Believe me, I do not want to become embroiled in the internal debate about the rights and wrongs of Brexit, but this point about state intervention was one that was in the air during the UK-wide Infrastructure Investment Showcase and Debates I attended this month (June) in Milton Keynes.
I was on a panel looking at how we can obtain next-generation broadband and I’m afraid it turned out to be BT versus everyone else. As we discussed the very few merits of G.fast, BT’s “cutting-edge” pilot technology that it is claimed, delivers speeds over existing copper lines of up to 330Mbps, the problems of incumbency became ever more apparent. Essentially, there is little incentive for the dominant telecoms companies in any country to rip out their vast copper networks and replace them with fibre, which is the only way you can obtain super-fast broadband consistently. By fibre, we mean fibre all the way – not a fibre connection to a copper network or a copper connection to a fibre network.

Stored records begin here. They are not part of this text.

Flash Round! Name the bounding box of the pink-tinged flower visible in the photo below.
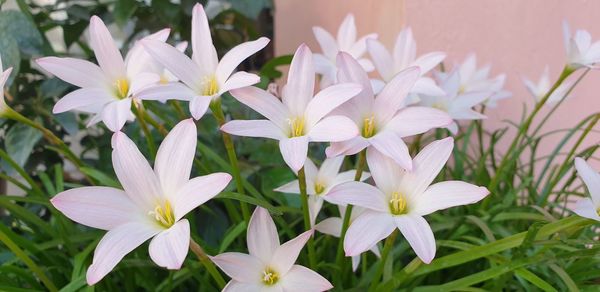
[274,156,370,225]
[563,21,600,69]
[326,52,452,171]
[523,66,572,105]
[211,207,333,291]
[315,206,380,271]
[50,119,231,284]
[137,3,269,119]
[127,38,188,87]
[36,17,167,132]
[326,138,489,263]
[573,157,600,221]
[312,13,377,89]
[0,56,13,115]
[221,44,362,172]
[367,28,446,96]
[453,54,511,108]
[418,70,490,134]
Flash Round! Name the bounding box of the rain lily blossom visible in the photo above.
[326,138,489,263]
[222,44,362,172]
[523,66,572,105]
[313,13,377,89]
[563,21,600,69]
[367,28,446,96]
[454,54,511,108]
[573,157,600,221]
[274,156,370,225]
[36,16,167,132]
[326,52,452,171]
[0,56,13,116]
[211,207,333,291]
[50,119,232,284]
[315,206,380,271]
[418,70,490,134]
[137,3,269,119]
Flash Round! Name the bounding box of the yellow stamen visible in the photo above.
[149,201,175,228]
[159,75,169,84]
[287,117,305,137]
[362,116,376,138]
[431,102,447,111]
[201,75,219,96]
[115,79,130,99]
[389,192,408,215]
[261,268,279,286]
[314,183,325,195]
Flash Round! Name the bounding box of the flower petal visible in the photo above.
[36,57,107,88]
[155,119,197,195]
[101,98,132,132]
[191,3,218,75]
[367,39,394,81]
[216,37,270,84]
[136,82,195,101]
[326,137,369,157]
[282,44,315,116]
[271,229,313,275]
[52,87,113,114]
[309,195,323,226]
[142,39,203,91]
[89,16,126,81]
[281,265,333,291]
[223,281,262,291]
[248,207,280,263]
[189,95,212,120]
[412,52,446,74]
[344,210,395,256]
[318,156,345,183]
[325,181,388,212]
[366,145,405,195]
[337,14,356,51]
[312,26,338,59]
[221,120,285,140]
[112,131,163,209]
[385,106,452,138]
[394,215,436,264]
[369,130,412,171]
[349,33,378,58]
[305,83,362,127]
[412,77,446,96]
[412,181,489,216]
[51,186,138,230]
[211,252,263,283]
[572,197,600,221]
[315,217,342,237]
[308,115,358,142]
[336,52,375,110]
[148,219,190,269]
[172,173,232,220]
[575,157,600,206]
[279,136,309,172]
[220,71,260,94]
[86,222,159,285]
[274,180,300,194]
[373,66,420,124]
[229,86,290,128]
[399,137,453,197]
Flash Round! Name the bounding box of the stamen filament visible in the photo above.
[115,79,130,99]
[389,192,408,215]
[262,268,279,286]
[362,116,376,138]
[287,117,305,137]
[149,201,175,228]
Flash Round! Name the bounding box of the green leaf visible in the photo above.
[229,0,272,19]
[260,54,293,79]
[0,35,20,85]
[3,123,42,171]
[217,191,282,215]
[0,10,44,57]
[79,167,120,188]
[218,221,246,253]
[114,0,138,28]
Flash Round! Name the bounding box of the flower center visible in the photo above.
[261,268,279,286]
[201,75,219,96]
[287,117,305,137]
[362,116,376,138]
[314,183,326,195]
[159,74,170,84]
[115,79,130,99]
[149,201,175,228]
[389,192,408,215]
[431,102,447,111]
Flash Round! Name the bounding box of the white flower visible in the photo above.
[523,66,572,105]
[0,56,13,115]
[563,21,600,69]
[573,157,600,221]
[454,54,511,108]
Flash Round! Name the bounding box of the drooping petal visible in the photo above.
[399,137,453,197]
[369,130,412,171]
[282,44,315,116]
[279,136,309,172]
[221,120,285,140]
[385,106,452,138]
[394,215,436,264]
[211,252,264,283]
[312,26,338,59]
[572,198,600,221]
[367,39,394,81]
[575,157,600,206]
[112,132,163,209]
[148,219,190,269]
[308,115,358,142]
[191,3,218,75]
[325,137,369,157]
[366,146,405,195]
[51,186,138,230]
[36,57,108,88]
[305,83,362,127]
[172,173,232,220]
[325,181,388,212]
[155,119,197,195]
[189,95,212,120]
[219,71,260,94]
[248,207,280,263]
[337,14,357,51]
[229,87,290,128]
[274,180,300,194]
[142,39,204,91]
[271,230,313,275]
[215,37,270,84]
[101,98,132,132]
[344,210,395,256]
[315,217,342,237]
[281,265,333,291]
[412,181,489,216]
[89,16,126,81]
[86,222,159,285]
[373,66,420,125]
[136,82,195,101]
[52,87,113,114]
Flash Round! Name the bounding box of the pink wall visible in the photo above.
[274,0,600,158]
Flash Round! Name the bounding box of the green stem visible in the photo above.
[210,99,250,222]
[298,166,317,269]
[133,103,157,159]
[189,239,226,289]
[369,229,398,291]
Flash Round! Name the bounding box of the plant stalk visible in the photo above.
[298,166,317,269]
[189,238,226,289]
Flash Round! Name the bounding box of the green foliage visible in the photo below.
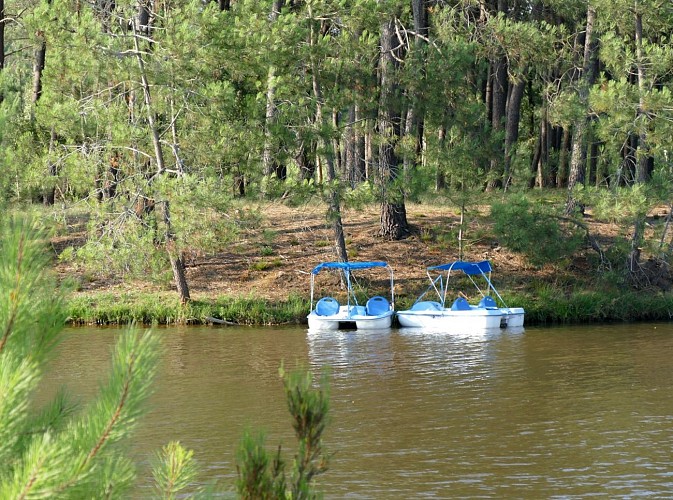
[236,430,286,500]
[152,441,202,499]
[236,365,329,499]
[74,213,172,285]
[250,258,283,271]
[520,284,673,325]
[283,367,330,499]
[0,215,161,497]
[588,185,650,224]
[491,195,583,265]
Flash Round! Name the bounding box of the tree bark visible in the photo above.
[504,77,525,189]
[557,126,571,188]
[486,54,507,190]
[162,201,191,303]
[32,31,47,115]
[486,0,508,190]
[378,15,410,240]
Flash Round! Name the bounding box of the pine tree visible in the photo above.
[0,215,161,497]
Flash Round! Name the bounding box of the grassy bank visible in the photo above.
[67,292,310,326]
[65,289,673,327]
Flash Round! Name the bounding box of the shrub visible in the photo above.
[491,195,583,265]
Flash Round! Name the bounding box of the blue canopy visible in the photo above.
[311,261,389,275]
[427,260,492,275]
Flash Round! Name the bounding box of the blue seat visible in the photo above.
[478,296,498,309]
[411,301,443,311]
[450,297,471,311]
[366,296,390,316]
[315,297,339,316]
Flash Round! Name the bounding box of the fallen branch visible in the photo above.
[205,316,238,326]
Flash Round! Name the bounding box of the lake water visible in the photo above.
[40,323,673,498]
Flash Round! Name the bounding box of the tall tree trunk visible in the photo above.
[533,107,548,188]
[436,122,447,191]
[487,54,507,190]
[345,105,366,186]
[634,10,650,184]
[486,0,508,191]
[133,20,190,303]
[0,0,4,104]
[43,127,57,205]
[378,15,410,240]
[261,0,285,196]
[31,4,57,205]
[404,0,428,175]
[308,5,347,262]
[557,126,571,188]
[629,8,649,272]
[31,31,47,117]
[565,6,597,216]
[503,76,525,189]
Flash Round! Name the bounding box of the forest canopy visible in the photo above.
[2,0,673,302]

This brings me back to the point about EU regulations. Quite rightly, the EU is concerned to keep things fair and prevent state funding that skews the market. It is a fact, however, that where you have big incumbent operators, it will in most cases take state intervention to ensure that everyone has access to consistently fast broadband. Using all kinds of technologies in conjunction with copper is fine enough and means the monolithic incumbent does not have to spend money on fibre. But is never consistently fast enough to create the super-fast broadband infrastructure that is as vital to this age as electricity was to the development of industrial societies in the early years of the last century.
For the time being, the majority of domestic subscribers may be content enough with the broadband speed they receive. It may be enough to watch Netflix or Amazon Prime Video. Yet already there is a minority who have more sophisticated uses in mind and are unhappy with current speeds. Their numbers will grow as, for instance, in-home health care, home entertainment systems and gaming become more complex and take up more bandwidth. The exponential growth in business technologies, artificial intelligence, driverless cars and interconnected industrial devices means copper is bound to fall short, as is increasingly recognised in the commercial world.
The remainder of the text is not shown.